The 68000, the first in the series, was introduced in September 1979, and only had a 24-bit address bus. The 68010, introduced in 1982, allowed the use of VirtualMemory, but offered too little additional further advantages to justify its price in the eyes of most customers. The 68020, debuting in 1984, was fully 32-bit, and software could take immediately advantage of this because the architecture had always been designed for the fact. The 68k family enjoyed wide deployment, and is nowadays still used in embedded devices. Some architectures built around this CPU family include:

  • The AppleLisa and the AppleMacintosh.
  • The Commodore Amiga.
  • The Atari ST.
  • The Sega Genesis and MegaDrive.
  • The HP 9000/300 series.
  • The Q40 and Q60 (Sinclair QL successors).
  • The NeXT workstation.
  • The original SunMicrosystems UNIX machines.
  • The Apollo/Domain workstations.
  • VMEbus single-board computers from BVM, Motorola and Tadpole.
  • Until recently, the PalmPilot PDAs.
  • In any number of lasers printers, such as HP, Printronix, Adobe, IBM, Lexmark and others more.
  • In countless architectures, as peripheral controllers and processors.

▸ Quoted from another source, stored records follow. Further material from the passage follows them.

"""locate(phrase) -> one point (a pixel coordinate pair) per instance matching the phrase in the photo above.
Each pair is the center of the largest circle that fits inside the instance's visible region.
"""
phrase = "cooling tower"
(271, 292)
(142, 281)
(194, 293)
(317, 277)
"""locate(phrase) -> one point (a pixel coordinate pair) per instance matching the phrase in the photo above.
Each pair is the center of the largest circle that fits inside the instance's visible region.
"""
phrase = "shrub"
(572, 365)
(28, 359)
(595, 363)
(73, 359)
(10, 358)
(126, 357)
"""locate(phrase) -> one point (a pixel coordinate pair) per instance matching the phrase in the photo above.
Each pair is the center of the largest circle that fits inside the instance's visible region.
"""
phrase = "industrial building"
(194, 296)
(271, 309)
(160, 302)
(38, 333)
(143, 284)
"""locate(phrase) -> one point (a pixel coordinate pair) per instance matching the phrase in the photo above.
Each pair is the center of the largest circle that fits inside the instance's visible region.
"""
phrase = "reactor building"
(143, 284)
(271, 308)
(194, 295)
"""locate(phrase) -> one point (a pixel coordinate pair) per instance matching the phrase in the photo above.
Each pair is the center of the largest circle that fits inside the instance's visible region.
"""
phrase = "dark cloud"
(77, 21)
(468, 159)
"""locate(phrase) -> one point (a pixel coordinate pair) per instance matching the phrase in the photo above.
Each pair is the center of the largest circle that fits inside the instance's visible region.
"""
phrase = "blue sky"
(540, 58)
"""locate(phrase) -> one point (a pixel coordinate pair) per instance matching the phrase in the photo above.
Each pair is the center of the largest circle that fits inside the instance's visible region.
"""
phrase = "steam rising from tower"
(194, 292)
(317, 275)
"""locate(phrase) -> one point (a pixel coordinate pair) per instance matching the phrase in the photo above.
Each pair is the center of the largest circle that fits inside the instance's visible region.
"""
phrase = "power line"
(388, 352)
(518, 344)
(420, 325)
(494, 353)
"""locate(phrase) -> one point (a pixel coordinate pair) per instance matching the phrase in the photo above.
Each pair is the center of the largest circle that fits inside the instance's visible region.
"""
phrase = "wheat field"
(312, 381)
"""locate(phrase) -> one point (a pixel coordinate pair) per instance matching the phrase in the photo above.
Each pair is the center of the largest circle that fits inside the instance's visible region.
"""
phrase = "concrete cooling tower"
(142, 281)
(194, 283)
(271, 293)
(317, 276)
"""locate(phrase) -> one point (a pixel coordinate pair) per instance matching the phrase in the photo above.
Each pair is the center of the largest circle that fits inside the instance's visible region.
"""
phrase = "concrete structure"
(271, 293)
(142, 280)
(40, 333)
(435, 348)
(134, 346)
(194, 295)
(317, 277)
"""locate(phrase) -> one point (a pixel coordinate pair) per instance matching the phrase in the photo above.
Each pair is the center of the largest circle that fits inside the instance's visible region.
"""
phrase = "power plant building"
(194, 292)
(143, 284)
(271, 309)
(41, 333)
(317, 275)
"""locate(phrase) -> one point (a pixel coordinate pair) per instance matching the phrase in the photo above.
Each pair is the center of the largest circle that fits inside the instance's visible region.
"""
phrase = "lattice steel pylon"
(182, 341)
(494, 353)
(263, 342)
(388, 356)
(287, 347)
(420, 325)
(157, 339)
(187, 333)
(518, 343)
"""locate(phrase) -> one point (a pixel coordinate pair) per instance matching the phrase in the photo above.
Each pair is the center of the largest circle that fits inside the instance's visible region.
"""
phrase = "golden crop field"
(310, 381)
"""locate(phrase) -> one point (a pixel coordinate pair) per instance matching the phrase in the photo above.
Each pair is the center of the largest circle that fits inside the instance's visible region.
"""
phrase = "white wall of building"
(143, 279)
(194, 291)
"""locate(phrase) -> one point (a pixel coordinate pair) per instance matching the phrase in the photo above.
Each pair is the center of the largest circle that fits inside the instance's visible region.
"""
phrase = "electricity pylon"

The original 68000 design was in production by Motorola up until 2000, and is still in production under license by others, along with its successors and many licensed derivative designs of all the designs of the family. Innumerable devices employ these CPUs even today.

You can run Linux on a range of 680x0-based systems thanks to the effort of the Linux/m68k project. Ports exist to a variety of systems; f.ex., on later AppleMacintoshes that use the 68030 and upwards (such as the SE30), its Linux/mac68k subproject allows running Debian. See the Linux/m68k project for more architectures.